Carbon-permeated magnetically actuated self-assembled cilia for heavy metal adsorption

Heavy metal contamination resulting from industrialization has become a pressing issue, prompting research on effective adsorbents for heavy metal adsorption and recovery. One promising approach involves incorporating magnetic particles into the adsorbent to enhance adsorption efficiency through magnetic manipulation. Moreover, among fluid-generating structures, magnetically actuated artificial cilia that can induce fluid flow through ciliary motion are notable examples. This paper proposes the first known study of magnetically actuated selfassembled artificial cilia (MSC), which generates fluid flow through magnetic actuation, with carbon permeation for heavy metal adsorption and desorption.
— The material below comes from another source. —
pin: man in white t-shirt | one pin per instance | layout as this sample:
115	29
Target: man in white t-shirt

We perform various experiments focusing on lead ion adsorption and desorption using the carbon-permeated MSC. Among carbon materials, MSC integrated with multiwalled carbon nanotubes (MWCNT) exhibits superior adsorption performance and capacity. The lead-ion adsorption performance of MWCNT-permeated MSC (M-MSC) is evaluated under varying environmental conditions, showing an increase in adsorption capacity of 11 times and a higher adsorption rate constant when actuated. The reusability of M-MSC is confirmed through repeated experiments, and an in situ channel experiment is implemented. In the future, the proposed carbon-permeated MSC is expected to be applied to remove heavy metal contaminants from fluid systems and specialized medical devices like hemodialysis machines.